The lever action repeating rifles produced by the Winchester Repeating Arms Company are easily the most famous and recognizable firearms in American history. For nearly 140 years, they have been intimately connected with American hunters, first in the opening of the West, and after the close of the frontier, have continued to hold the position of America's most popular hunting rifle.
The story of the Winchester rifle begins with the Model 1866 and its famous predecessor, the Model 1873. They were the first practical repeating long arms that did not require the strength of a weight-lifter to carry them about. A long tube under the barrel held the cartridges which were admitted to the breech by moving a lever down and up. This both pushed the cartridge into the chamber and cocked the hammer. The shooter then aimed and pulled the trigger. Working the lever again ejected the spent case and placed another cartridge in the chamber for a fast follow-up shot.
As with any other mechanical contrivance manufactured over long periods, changes and improvements were made to the Winchester rifles in the form of new parts. A M1873 rifle made in 1878 was not the same as a M1873 made in 1888 although to the untrained eye they may look the same. A collector of Winchester lever action repeating rifles and carbines wants to be assured that his Model 1873 is absolutely correct as the day it was manufactured. These are valuable artifacts of American history and are eagerly sought. Enough wrong parts can reduce the value of a particular Winchester by fifty percent or more.

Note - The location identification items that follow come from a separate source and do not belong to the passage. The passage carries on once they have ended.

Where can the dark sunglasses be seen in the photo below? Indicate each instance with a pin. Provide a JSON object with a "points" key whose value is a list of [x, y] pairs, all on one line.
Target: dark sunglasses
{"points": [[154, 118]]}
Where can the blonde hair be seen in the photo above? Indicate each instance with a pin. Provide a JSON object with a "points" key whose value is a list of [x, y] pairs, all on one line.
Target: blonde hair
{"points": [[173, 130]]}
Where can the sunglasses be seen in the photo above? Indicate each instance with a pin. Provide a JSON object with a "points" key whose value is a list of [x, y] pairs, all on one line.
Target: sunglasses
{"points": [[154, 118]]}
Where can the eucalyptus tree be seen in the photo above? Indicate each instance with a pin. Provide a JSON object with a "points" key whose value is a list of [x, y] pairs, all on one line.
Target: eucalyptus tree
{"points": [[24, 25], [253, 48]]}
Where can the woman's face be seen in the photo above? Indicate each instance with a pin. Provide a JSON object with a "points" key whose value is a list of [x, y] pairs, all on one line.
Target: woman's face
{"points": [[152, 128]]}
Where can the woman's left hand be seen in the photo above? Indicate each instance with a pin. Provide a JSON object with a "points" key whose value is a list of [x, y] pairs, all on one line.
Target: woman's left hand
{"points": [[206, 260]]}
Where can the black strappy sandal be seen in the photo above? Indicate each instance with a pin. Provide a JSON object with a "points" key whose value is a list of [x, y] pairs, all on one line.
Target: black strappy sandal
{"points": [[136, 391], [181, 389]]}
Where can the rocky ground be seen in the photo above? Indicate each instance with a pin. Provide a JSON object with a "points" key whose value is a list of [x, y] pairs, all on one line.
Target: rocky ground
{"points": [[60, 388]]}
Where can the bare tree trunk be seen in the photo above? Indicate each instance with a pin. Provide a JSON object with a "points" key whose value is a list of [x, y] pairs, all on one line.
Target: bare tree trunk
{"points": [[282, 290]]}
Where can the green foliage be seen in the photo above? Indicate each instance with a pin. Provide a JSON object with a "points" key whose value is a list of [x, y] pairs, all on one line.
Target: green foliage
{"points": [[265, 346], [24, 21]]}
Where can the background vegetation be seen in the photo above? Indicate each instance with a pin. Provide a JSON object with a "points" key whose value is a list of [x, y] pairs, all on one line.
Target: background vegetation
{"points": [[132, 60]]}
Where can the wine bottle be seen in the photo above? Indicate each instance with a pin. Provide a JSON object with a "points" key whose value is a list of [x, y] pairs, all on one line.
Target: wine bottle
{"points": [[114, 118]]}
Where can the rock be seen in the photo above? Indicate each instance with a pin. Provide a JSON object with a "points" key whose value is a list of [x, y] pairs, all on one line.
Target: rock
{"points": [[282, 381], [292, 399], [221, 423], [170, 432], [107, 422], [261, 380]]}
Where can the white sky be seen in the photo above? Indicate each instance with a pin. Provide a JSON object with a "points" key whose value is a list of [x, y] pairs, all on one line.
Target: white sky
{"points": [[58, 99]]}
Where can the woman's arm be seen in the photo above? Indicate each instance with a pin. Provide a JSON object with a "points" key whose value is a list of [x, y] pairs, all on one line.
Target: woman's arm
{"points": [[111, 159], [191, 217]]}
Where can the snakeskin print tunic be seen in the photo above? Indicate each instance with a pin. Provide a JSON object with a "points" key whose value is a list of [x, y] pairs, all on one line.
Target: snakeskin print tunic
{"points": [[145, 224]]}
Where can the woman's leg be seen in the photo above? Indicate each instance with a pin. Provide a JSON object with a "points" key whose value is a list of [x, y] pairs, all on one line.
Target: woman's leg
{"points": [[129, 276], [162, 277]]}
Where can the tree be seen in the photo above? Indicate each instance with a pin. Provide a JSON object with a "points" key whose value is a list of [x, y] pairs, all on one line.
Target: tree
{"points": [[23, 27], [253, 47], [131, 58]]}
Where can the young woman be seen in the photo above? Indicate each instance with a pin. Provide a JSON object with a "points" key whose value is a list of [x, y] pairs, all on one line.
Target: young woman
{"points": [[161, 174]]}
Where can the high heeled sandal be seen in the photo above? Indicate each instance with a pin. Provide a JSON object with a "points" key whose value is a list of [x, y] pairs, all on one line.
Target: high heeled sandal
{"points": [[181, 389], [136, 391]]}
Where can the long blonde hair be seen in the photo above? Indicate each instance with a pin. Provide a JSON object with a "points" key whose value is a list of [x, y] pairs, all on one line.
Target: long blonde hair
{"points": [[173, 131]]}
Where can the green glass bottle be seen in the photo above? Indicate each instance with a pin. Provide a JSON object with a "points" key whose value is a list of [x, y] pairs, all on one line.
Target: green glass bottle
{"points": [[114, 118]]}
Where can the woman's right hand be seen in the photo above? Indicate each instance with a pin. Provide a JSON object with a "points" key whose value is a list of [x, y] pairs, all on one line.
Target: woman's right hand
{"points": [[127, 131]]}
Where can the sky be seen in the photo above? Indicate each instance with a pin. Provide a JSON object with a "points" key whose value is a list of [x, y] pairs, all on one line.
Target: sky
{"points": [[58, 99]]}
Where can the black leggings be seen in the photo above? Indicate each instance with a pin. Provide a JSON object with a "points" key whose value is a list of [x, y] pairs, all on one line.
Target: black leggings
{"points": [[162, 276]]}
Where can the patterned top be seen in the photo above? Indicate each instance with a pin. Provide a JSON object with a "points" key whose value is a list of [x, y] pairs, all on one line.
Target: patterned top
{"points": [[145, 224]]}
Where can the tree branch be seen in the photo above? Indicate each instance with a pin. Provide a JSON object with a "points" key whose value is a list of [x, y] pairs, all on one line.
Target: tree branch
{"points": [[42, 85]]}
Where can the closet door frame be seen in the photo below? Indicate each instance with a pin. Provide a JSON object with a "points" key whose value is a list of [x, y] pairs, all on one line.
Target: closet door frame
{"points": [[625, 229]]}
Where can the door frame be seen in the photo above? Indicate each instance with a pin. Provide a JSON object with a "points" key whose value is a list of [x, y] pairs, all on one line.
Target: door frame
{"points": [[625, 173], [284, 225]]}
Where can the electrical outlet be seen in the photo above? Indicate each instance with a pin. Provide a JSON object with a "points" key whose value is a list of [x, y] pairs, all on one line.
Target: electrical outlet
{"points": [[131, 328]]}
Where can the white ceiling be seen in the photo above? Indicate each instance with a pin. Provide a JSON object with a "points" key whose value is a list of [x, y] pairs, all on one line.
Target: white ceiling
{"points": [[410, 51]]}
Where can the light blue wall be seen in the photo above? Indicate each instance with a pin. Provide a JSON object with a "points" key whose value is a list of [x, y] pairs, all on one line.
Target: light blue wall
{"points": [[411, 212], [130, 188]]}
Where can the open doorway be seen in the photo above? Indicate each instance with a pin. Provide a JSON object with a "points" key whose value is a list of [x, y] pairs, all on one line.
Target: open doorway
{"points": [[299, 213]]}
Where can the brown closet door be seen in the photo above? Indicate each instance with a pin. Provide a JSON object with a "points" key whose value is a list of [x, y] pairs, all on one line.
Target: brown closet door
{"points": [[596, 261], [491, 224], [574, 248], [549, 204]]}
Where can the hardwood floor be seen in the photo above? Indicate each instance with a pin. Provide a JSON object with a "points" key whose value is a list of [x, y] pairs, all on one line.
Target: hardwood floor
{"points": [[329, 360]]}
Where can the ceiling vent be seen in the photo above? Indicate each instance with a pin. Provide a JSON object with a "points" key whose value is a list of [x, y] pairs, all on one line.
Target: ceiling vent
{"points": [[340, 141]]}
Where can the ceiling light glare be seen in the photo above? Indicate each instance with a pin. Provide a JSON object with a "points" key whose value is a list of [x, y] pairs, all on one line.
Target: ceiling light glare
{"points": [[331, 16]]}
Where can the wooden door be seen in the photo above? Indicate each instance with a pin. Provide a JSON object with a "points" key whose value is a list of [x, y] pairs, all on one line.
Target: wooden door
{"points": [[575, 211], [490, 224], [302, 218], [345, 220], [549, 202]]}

Arthur Pirkle's book provides collectors with the information needed to examine their Model 1866, 1873 or 1876 rifles and carbines and determine if each part is correct. The book also tells how to determine if the firearm has been refinished (reblued) which can also drastically reduce its value. Each part is described fully including markings and dimensions, any changes to that part are also described and everything is related to serial number ranges. Special appendixes describe special and valuable variations of the three rifles including those manufactured for the Canadian Northwest Mounted Police and special light and heavyweight hunting rifles. Assembly/Disassembly and cleaning information is given as is information on the "do's and don't's" of restoration. Updated and correct serial number lists are included. Special line drawings (for clarity) show all major and most minor parts including the wide variety of front and rear sights.